Haha i know Frosty is one haha!!


----------



## dallaskdixie (Jan 3, 2014)

Ya she acts like the big star of the show


----------



## kenzie (Sep 22, 2013)

Haha those are two cute goats which ones are they?


----------



## dallaskdixie (Jan 3, 2014)

Dixie is the bigger one and Honey is the small one and trust me she is no honey! Haha


----------



## dallaskdixie (Jan 3, 2014)

H






. Here's another ham!


----------



## kenzie (Sep 22, 2013)

Aww too cute!!


----------



## dallaskdixie (Jan 3, 2014)

Ya little Clyde is so fat now his horns are getting big.


----------



## toth boer goats (Jul 20, 2008)

LOL, too cute.


----------



## dallaskdixie (Jan 3, 2014)

Ya we just got him a few weeks ago


----------



## kenzie (Sep 22, 2013)

How is clyde doing?


----------



## dallaskdixie (Jan 3, 2014)

He's getting fat and fuzzy.
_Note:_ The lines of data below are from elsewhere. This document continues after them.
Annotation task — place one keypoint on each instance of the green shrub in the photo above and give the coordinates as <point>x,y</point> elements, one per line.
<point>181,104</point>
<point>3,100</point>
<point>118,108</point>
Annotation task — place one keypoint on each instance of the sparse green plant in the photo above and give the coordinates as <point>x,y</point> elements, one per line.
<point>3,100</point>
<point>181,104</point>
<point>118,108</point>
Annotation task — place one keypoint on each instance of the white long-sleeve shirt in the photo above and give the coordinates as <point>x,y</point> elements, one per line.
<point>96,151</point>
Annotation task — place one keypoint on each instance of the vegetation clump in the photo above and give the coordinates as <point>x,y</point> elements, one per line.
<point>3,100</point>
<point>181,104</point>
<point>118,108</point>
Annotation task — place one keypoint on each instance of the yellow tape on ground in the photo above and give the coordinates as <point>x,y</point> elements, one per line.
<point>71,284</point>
I think he's got something. He's got the runs. If that's not what you mean text me


----------



## kenzie (Sep 22, 2013)

If he has the runs start a new thread under health and wellness and people can help you, are you giving him any meds or did u change his feed recently?


----------



## dallaskdixie (Jan 3, 2014)

Trevor's feeding them idk whether he's changed the feed or not


----------



## kenzie (Sep 22, 2013)

That may be it cause if we ever change feed then they will start the runs


----------



## dallaskdixie (Jan 3, 2014)

He's also got eye gunk real bad


----------



## kenzie (Sep 22, 2013)

Yea you should start a thread


----------



## dallaskdixie (Jan 3, 2014)

Ahite how do you do that?


----------



## kenzie (Sep 22, 2013)

Private message me


----------